A new cloning system based on the OprI lipoprotein for the production of recombinant bacterial cell wall-derived immunogenic formulations

► We propose a new system for expression of antigens fused with the OprI lipoprotein. ► It offers tight control of expression and metal affinity chromatography purification. ► The OprI expressed by the system is triacylated, mainly by palmitic acid residues. ► The cloned antigens can be obtained in three bacterial cell wall-derived formulations. ► Applications include studies on immunization and on modulation of acquired immunity. The conjugation of antigens with ligands of pattern recognition receptors (PRR) is emerging as a promising strategy for the modulation of specific immunity.

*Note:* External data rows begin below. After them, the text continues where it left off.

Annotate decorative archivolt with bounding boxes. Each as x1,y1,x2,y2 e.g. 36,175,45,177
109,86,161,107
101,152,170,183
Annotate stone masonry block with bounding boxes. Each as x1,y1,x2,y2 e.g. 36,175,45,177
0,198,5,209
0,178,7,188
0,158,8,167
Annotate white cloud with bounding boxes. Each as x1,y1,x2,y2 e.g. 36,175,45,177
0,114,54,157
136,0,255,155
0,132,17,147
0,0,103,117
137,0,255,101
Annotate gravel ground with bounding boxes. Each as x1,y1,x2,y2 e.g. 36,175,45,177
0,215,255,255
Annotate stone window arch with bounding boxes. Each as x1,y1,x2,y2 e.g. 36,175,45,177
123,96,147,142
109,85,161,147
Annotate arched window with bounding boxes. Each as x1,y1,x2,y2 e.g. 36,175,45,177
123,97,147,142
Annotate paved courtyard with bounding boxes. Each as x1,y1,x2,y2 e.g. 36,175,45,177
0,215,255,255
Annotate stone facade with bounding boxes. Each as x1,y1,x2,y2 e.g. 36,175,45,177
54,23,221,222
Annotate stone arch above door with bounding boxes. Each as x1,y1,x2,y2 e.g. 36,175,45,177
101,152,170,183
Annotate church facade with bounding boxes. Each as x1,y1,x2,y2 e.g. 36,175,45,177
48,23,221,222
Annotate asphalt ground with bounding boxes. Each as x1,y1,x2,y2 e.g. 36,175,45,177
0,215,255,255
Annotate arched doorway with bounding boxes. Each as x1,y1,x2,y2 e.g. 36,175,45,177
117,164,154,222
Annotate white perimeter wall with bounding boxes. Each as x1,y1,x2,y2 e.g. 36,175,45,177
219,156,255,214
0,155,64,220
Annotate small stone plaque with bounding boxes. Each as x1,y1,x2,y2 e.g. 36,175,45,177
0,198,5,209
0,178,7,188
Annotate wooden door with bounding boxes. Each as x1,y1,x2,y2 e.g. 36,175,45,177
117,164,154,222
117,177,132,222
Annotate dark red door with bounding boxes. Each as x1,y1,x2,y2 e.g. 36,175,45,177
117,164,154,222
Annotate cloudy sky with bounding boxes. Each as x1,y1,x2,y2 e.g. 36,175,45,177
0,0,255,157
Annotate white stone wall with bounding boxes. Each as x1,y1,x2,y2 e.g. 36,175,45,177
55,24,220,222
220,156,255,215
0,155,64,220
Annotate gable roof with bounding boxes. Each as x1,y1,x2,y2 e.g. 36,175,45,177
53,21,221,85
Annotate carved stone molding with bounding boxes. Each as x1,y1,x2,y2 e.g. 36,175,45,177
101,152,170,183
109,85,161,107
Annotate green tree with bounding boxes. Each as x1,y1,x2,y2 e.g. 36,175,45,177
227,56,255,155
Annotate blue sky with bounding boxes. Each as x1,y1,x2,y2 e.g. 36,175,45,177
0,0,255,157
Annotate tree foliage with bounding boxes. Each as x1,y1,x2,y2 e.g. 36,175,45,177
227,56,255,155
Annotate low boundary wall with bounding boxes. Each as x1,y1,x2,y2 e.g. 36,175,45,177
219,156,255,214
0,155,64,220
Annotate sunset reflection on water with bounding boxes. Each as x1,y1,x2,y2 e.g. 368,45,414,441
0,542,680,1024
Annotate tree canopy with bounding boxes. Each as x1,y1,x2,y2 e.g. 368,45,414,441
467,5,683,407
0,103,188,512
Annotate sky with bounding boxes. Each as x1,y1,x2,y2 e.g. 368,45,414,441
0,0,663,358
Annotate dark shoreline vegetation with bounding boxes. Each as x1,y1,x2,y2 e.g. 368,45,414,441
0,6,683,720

Here, we describe a new Escherichia coli system for the cloning and expression of heterologous antigens in fusion with the OprI lipoprotein, a TLR ligand from the Pseudomonas aeruginosa outer membrane (OM). Analysis of the OprI expressed by this system reveals a triacylated lipid moiety mainly composed by palmitic acid residues. By offering a tight regulation of expression and allowing for antigen purification by metal affinity chromatography, the new system circumvents the major drawbacks of former versions. In addition, the anchoring of OprI to the OM of the host cell is further explored for the production of novel recombinant bacterial cell wall-derived formulations (OM fragments and OM vesicles) with distinct potential for PRR activation. As an example, the African swine fever virus ORF A104R was cloned and the recombinant antigen was obtained in the three formulations. Overall, our results validate a new system suitable for the production of immunogenic formulations that can be used for the development of experimental vaccines and for studies on the modulation of acquired immunity.